If the behavior of a system deviates from the expected behavior, then this is called a fault. A transient fault is intermittent or short-lived fault. For example, when a user tries to update a table, the operation may fail due to timeout or network related errors or any intermittent database connection issues. Another scenario is the database resources are deadlocked. These issues are short-lived and usually if you retry the operation shortly after sometime the operation may succeed.
An enterprise level application has to be transient fault tolerant, if it is designed for high availability. For example, if a deadlock occurs, SQL engine will consider one resource as a deadlock victim and rollback the transaction and raise a 1205 error. Instead of raise this error to the application immediately, the code should catch this exception and retry issuing the statement a specified number times before raising the error to the user.

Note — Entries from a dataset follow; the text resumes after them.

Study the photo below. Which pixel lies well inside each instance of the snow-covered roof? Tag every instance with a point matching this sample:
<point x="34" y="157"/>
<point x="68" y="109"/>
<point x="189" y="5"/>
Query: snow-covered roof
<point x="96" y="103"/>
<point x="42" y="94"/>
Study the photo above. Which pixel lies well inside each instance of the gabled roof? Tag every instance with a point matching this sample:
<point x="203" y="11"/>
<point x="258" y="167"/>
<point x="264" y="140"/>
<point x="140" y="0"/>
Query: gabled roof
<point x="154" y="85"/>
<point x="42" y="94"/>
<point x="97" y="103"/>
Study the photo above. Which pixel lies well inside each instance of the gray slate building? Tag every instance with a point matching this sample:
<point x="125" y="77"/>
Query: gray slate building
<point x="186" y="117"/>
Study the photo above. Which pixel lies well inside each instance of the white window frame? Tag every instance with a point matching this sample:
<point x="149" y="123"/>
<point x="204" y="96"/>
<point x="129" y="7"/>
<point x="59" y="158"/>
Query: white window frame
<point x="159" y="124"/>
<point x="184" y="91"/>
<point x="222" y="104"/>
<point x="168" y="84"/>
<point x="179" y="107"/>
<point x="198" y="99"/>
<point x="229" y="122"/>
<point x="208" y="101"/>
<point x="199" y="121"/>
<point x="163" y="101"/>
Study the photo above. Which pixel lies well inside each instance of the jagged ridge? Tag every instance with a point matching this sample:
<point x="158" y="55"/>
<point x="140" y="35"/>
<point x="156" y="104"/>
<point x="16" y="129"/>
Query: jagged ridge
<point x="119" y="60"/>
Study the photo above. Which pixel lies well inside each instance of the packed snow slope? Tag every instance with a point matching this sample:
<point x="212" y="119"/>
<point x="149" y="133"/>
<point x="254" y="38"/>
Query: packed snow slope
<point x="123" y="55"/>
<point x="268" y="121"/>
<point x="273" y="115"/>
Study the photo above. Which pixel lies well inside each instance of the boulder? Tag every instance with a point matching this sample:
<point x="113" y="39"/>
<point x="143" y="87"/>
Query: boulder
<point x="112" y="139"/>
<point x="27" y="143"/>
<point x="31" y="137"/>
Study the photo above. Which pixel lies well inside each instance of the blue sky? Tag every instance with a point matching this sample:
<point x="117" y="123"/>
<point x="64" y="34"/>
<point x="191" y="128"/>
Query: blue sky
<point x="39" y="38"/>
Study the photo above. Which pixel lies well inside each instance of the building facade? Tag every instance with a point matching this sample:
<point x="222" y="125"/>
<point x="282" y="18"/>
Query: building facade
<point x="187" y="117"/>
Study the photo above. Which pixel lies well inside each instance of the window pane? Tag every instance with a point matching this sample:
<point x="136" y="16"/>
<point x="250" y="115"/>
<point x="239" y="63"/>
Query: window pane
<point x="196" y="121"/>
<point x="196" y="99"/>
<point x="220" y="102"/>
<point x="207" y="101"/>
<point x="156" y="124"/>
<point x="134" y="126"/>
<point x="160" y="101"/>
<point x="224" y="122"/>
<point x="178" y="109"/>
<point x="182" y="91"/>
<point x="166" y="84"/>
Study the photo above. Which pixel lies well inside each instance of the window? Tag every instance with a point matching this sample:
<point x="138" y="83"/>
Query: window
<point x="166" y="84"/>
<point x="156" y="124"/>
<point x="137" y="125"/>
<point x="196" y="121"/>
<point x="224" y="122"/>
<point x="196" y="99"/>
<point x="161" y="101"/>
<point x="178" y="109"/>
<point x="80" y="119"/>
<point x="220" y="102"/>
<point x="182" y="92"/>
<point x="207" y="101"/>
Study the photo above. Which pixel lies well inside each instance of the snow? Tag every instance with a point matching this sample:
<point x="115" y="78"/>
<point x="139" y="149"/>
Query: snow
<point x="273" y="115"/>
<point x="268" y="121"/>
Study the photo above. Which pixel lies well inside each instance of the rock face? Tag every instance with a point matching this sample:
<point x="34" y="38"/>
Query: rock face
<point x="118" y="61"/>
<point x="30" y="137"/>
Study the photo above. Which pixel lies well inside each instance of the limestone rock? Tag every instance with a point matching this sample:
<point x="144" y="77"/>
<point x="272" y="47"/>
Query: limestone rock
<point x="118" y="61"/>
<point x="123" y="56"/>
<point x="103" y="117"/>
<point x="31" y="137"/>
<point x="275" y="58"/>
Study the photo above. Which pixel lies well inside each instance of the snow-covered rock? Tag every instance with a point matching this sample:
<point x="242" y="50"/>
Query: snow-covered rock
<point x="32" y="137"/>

I’m currently reading the latest Enterprise Library version 6.0 documentation from Microsoft released on April, 2013 that contains a block for the Transient Fault Tolerance to include in your applications. Using this block you can define retry intervals and strategies targeting SQL Databases and Windows Azure services.
You can read more on EntLib and Transient Fault handling here:
Apart from Transient Fault Handling block, the EntLib 6.0 also contains Data Access application block, Exception handling block, Semantic logging block, validation block etc. Even if you decide not to use this library, at least reading the documentation and a code walk-through give you some insight on how to handle scenarios describing on it.